La Menorah,il candeliere a sette braccia,simbolo della religione ebraica,ha origini antichissime.
La tradizione vuole che rappresenti il roveto ardente che,prodigiosamente,si manifestò a Mosè quando Dio gli parlò sul monte Horeb,dicendogli:
“‘Mi farai –dice il Signore a Mosé (Esodo, 25:31-40)- un candelabro d’oro puro fatto tutto d’un pezzo: il piedistallo e il fusto, i suoi calici, i suoi bocciòli e i suoi fiori formeranno un solo corpo con esso. Sei rami usciranno dai suoi lati, tre rami del candelabro da una parte e altri tre dall’altra…’

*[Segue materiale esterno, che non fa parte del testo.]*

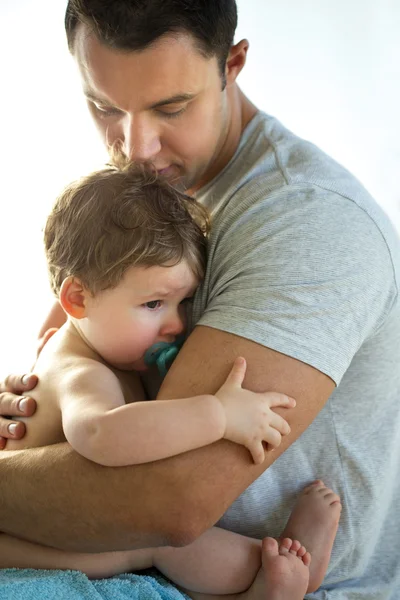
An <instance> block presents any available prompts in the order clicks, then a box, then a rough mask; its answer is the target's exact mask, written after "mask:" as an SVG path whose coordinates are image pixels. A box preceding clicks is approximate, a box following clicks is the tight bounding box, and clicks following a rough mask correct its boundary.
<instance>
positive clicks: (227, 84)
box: [225, 40, 249, 86]
mask: <svg viewBox="0 0 400 600" xmlns="http://www.w3.org/2000/svg"><path fill="white" fill-rule="evenodd" d="M248 49H249V42H248V41H247V40H241V41H240V42H238V43H237V44H235V45H234V46H232V47H231V49H230V50H229V54H228V58H227V60H226V65H225V80H226V85H227V86H230V85H232V84H233V83H235V81H236V78H237V76H238V75H239V73H240V71H241V70H242V69H243V67H244V65H245V64H246V56H247V50H248Z"/></svg>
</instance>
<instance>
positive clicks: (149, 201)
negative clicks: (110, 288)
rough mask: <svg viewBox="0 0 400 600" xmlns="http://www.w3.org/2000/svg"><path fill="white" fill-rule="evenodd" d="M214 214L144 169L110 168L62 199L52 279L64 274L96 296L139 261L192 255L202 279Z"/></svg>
mask: <svg viewBox="0 0 400 600" xmlns="http://www.w3.org/2000/svg"><path fill="white" fill-rule="evenodd" d="M208 230H209V220H208V213H207V211H206V210H205V208H203V207H202V206H201V205H200V204H198V203H197V202H196V201H195V200H194V199H193V198H190V197H189V196H186V195H185V194H183V193H180V192H178V191H177V190H175V189H174V188H173V187H172V186H171V185H169V184H168V183H167V182H164V181H162V180H160V179H159V178H157V176H156V175H154V173H150V172H148V171H146V169H145V168H144V167H140V166H134V165H126V166H124V167H122V168H120V169H118V168H114V167H112V166H110V167H108V168H105V169H102V170H100V171H96V172H94V173H92V174H90V175H88V176H87V177H83V178H82V179H80V180H78V181H76V182H74V183H71V184H70V185H69V186H68V187H67V188H66V189H65V190H64V192H63V193H62V194H61V195H60V196H59V198H58V199H57V200H56V203H55V205H54V207H53V210H52V211H51V213H50V215H49V217H48V219H47V223H46V227H45V231H44V242H45V251H46V258H47V265H48V270H49V276H50V283H51V287H52V289H53V292H54V293H55V294H56V295H58V293H59V291H60V287H61V284H62V282H63V281H64V279H65V278H66V277H69V276H72V277H77V278H78V279H80V280H81V282H82V284H83V285H84V286H85V287H86V288H87V289H88V290H89V291H90V292H91V293H92V294H93V295H95V294H97V293H98V292H100V291H102V290H105V289H108V288H113V287H116V286H117V285H118V284H119V282H120V281H121V280H122V278H123V276H124V274H125V272H126V271H127V269H129V268H130V267H133V266H145V267H151V266H165V267H168V266H173V265H176V264H178V263H179V262H180V261H181V260H186V261H187V262H188V264H189V267H190V268H191V270H192V271H193V273H194V274H195V275H196V277H197V278H198V279H199V280H201V279H202V277H203V276H204V271H205V265H206V242H207V241H206V235H207V233H208Z"/></svg>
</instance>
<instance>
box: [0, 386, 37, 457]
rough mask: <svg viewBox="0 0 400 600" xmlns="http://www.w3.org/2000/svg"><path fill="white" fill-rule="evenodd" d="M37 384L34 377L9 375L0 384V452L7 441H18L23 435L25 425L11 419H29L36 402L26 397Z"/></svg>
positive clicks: (21, 437)
mask: <svg viewBox="0 0 400 600" xmlns="http://www.w3.org/2000/svg"><path fill="white" fill-rule="evenodd" d="M37 382H38V378H37V377H36V375H32V374H30V375H9V376H8V377H6V378H5V380H4V381H3V382H2V383H0V450H4V448H5V447H6V444H7V439H13V440H19V439H21V438H23V437H24V435H25V424H24V423H22V421H13V420H12V417H30V416H32V415H33V413H34V412H35V410H36V402H35V401H34V399H33V398H29V396H26V392H28V391H29V390H32V389H33V388H34V387H35V385H36V384H37Z"/></svg>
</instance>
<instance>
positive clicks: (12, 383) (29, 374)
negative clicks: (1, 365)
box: [0, 373, 38, 414]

Un’altra tradizione vuole che simboleggi i sette giorni della settimana,al centro il sabato e ai lati gli altri sei giorni.
All’interno del tempio di Gerusalemme,era conservata quella che era considerata la Menorah originale,fusa in un blocco di oro massiccio;quando nel 70 Dc Gerusalemme venne conquistata dai romani,il tempio venne completamente distrutto e tutti i suoi arredi di valore depredati.
Non fece eccezione la Menorah,che venne portata via dai soldati di Tito,come del resto testimoniato dai rilievi presenti sull’arco dell’imperatore romano a Roma.
Probabilmente rimase la fino al 455,quando Genserico,re dei vandali,salpato da Cartagine con una potente flotta,entrò in Roma senza combattere,avendo promesso a papa Leone I che avrebbe risparmiato la città.
Cosa che fece,depredando però tutto ciò che di valore c’era,inclusa la Menorah.
Così il candeliere sacro degli ebrei,portato via con un saccheggio,subì la stessa sorte 4 secoli dopo.
Secondo fonti non confermate,riapparve a Costantinopoli,per poi scomparire dalla storia.
Probabilmente,invece,quando Genserico la portò via,la fuse per ricavarne oro;e di certo c’è che della Menorah originale non si è più trovata alcuna traccia.